The so-called special relationship between the UK and the USA was much in evidence in this Prom, with English music that could well have been American, English music that was written in America, and American music that could only be American. It was also a farewell concert, marking the end of Juanjo Mena’s tenure as Chief Conductor of the BBC Philharmonic, and the programme showed off all his and his orchestra’s strengths.
Mena has been with the BBC Phil since 2011 and has established an enviable rapport with his players, the primary benefits being a tight but highly mobile ensemble, an impressively responsive string section, and top-class brass and woodwinds fielding many a notable solo. Mena is very keen on maintaining a light and lithe touch that hasn’t always fitted with the heavier end of the repertoire, although I recall a fine Bruckner 6 from the 2012 Proms that thrived under his guidance. His conducting style looks expansive but in fact generates from a meticulously articulated rhythmic vitality and release of detail, all filtered through a highly developed ear for colour.
All the above flowed copiously here, starting with William Walton’s Portsmouth Point, his first published (and career-making) work, and a force-field of energy inspired by Rowlandson’s vivid illustration of eighteenth-century dock-side life. It’s like early Stravinsky with added furious syncopations backed up by a large percussion section, Mena keeping this moto perpetuo show on the road with impressive, near-total discipline. Brilliantly played to accentuate its jazzy wit, the Walton was in marked contrast to the sober earnestness of Aaron Copland’s Connotations, an early-1960s piece written for the New York Philharmonic’s gala opening concert in its new Lincoln Center home (Avery Fisher Hall), which apparently baffled the guest of honour, Jacqueline Kennedy, hardly an ingratiating piece that you wonder if you’ll ever encounter it again. (Or ... It’s a masterpiece when heard in either of Leonard Bernstein’s searing recordings, respectively CBS/Sony and DG, and both New York Philharmonic – Ed.) It is assertively serialist with one of those voguish, Sixties titles. You couldn’t fault the BBC Philharmonic’s clean and ferocious attack beefed up by yet more percussion. In fact, the serialism isn’t that rigorous, with many passages of sequence, imitation and slips into tonality that might have helped the First Lady get her bearings. There are also piano and celesta solos that admit a degree of nostalgia before glittering angularity takes back control.

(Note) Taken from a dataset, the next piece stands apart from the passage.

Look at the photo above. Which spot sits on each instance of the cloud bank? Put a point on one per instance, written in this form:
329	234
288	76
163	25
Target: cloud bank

I am still torn over a preference for soprano or tenor soloist in Britten’s precocious song-cycle Les illuminations (it was originally written for the former). A tenor with edge can add a penetrating and dangerous eroticism to Rimbaud’s poems, but Sally Matthews was very persuasive. The detail of the text’s overheated imagery dissolved in the Royal Albert Hall, but Matthews deployed the decorative sighs and slides of ‘Antique’ and ‘Being beauteous’ to suggest a very French sensuality in considerable style, and with great subtlety she gave the impression of peeling away the layers of inscrutable meaning and desire. How did the twenty-six-year-old Britten know how to write this? It’s a mystery that clearly engaged Matthews. The BBCP strings were superb, tender, breezy and covering any lack of clarity in the vocal line.
Obliqueness and veiled suggestion did not figure in the two extracts from Samuel Barber’s opera Antony and Cleopatra, for which Matthews changed into a figure-flattering gold dress. The work was such a spectacular and expensive flop when it opened the Met’s first season at its Lincoln Center address in 1966 that Barber retreated from composing. It was probably a mercy that a lot of Franco Zeffirelli’s indulgent rehash of Shakespeare got even more lost than Rimbaud, not helped by Barber’s unresonant scoring. The voluptuous size of Matthews’s soprano came into its own and the singer was equal to the explicit melodrama of Cleopatra’s sex-and-death dilemma.
The concert ended with more Britten, the ‘Four Sea Interludes’ from Peter Grimes, in a performance that reaffirmed Britten’s genius as an impressionist. Mena and his musicians laid-down the flat horizons of ‘Dawn’, dabbed ‘Sunday Morning’ with virtuosic splashes of woodwind colour, brilliantly caught the hard shadows that erupt out of ‘Moonlight’ and drove ‘Storm’ at gale-force.